Chapter 7: Betweenness Centrality


Learning Goals

  • Revisit the conceptualization of “centrality”.

  • Understand the calculation of betweenness centrality.


Concepts and Operationalization

When we say a node is “central”, what do we mean conceptually? Think of a few examples (again).


Conceptualization

“Everyone agrees, it seems, that centrality is an important structural attribute of networks. All concede that it is related to a high degree to other important group properties and processes. But there consensus ends.” (Freeman, 1978/1979: 217)

The type of measure we use depends on the substantive question of interest. Various measures of centrality are correlated, but they operationalize different concepts. Put differently, there is not a single measure of centrality because what we mean by “centrality” can differ.


Betweenness Centrality

With degree centrality we conceptualized a central node as one that has a high number of ties. With closeness centrality, we conceptualized a central node as one that is close to others in the network.

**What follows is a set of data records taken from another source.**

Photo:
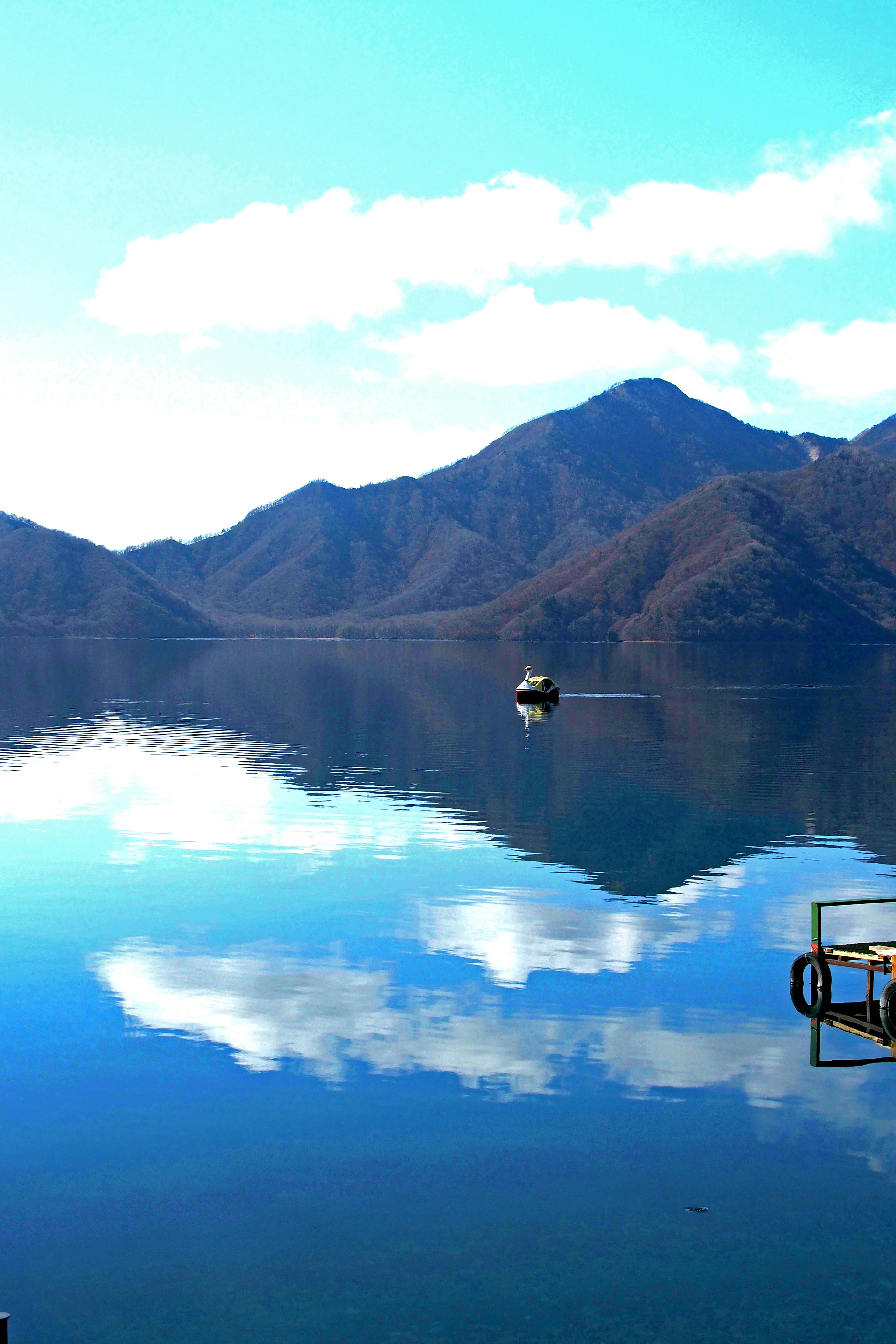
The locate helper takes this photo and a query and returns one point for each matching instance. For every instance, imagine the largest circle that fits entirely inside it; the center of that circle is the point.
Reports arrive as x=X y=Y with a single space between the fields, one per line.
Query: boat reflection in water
x=534 y=714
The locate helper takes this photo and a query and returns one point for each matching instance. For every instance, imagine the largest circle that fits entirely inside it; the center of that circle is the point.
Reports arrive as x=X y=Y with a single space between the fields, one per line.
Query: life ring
x=821 y=979
x=889 y=1008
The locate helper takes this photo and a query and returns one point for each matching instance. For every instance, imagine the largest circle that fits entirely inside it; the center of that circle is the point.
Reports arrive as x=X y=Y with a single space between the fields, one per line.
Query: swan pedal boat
x=536 y=690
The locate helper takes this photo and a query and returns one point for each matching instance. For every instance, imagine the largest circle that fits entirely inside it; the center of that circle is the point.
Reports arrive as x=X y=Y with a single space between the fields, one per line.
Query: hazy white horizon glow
x=217 y=449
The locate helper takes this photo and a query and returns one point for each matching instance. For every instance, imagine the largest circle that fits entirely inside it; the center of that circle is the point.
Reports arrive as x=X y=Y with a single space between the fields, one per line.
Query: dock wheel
x=820 y=986
x=889 y=1008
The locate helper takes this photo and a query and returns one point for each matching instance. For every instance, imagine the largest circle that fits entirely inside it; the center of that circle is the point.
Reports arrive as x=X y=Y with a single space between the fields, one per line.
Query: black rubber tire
x=821 y=986
x=889 y=1008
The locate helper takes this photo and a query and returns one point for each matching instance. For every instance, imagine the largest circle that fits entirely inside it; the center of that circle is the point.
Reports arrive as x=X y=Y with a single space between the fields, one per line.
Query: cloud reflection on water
x=271 y=1008
x=268 y=1008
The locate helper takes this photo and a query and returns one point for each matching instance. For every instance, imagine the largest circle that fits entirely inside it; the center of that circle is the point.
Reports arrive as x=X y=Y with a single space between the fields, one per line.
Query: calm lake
x=343 y=1001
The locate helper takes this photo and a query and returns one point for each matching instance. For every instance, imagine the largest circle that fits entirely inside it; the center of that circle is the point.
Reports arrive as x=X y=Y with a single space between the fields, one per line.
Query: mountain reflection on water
x=284 y=923
x=694 y=757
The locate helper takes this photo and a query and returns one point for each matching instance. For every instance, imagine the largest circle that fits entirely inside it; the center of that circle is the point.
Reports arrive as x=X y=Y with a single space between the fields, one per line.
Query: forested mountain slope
x=807 y=554
x=463 y=536
x=54 y=584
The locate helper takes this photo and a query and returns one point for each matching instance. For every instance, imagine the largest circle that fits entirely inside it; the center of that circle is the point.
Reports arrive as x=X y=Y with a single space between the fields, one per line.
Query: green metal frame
x=817 y=906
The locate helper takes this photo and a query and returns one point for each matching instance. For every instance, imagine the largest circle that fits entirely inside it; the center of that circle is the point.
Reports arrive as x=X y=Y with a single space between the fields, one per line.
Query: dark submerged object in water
x=536 y=690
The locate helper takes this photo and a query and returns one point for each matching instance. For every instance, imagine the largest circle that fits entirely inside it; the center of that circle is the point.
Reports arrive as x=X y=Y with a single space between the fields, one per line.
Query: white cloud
x=733 y=400
x=100 y=443
x=516 y=341
x=859 y=361
x=272 y=269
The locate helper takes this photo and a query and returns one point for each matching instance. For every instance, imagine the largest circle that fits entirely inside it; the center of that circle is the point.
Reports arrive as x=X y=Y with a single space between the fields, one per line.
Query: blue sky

We can also conceptualize centrality as a node that lies on a particular path between other nodes. Betweenness centrality is based on the number of shortest paths between two nodes, j and k, that node i resides on. Recall that a path is an edge or sequence of edges that connect two nodes and a geodesic is the shortest path between two nodes.




Undirected Graphs

For an undirected binary graph, betweenness centrality is:

\[C_B(n_i) = \sum\limits_{j<k} g_{jk}(n_i) / g_{jk}\]

This equation is a bit different from those for degree and closeness centrality. Let’s unpack it:

  • The denominator, \(g_{jk}\), is the number of geodesics linking j to k.
  • The numerator, \(g_{jk}(n_i)\), is the number of geodesics linking j and k that contain i.
  • Betweenness centrality is the ratio of the geodesics between j and k that contain i.

In words, if j has to go through i to reach k, \(j-i-k\), then i will have high betweenness because i is between j and k.


Let’s consider an example. Take a look at this graph:

What are the paths between Jen and Jim? There are two:

  • Jen to Tom to Bob to Jim
  • Jen to Tom to Bob to Leaf to Jim

We can see this visually:



Note that Bob is on both of those paths. He is between Jen and Jim on both paths. Note, however, that only one of the paths is a geodesic path. The Jen to Tom to Bob to Jim path. That is because it is shorter.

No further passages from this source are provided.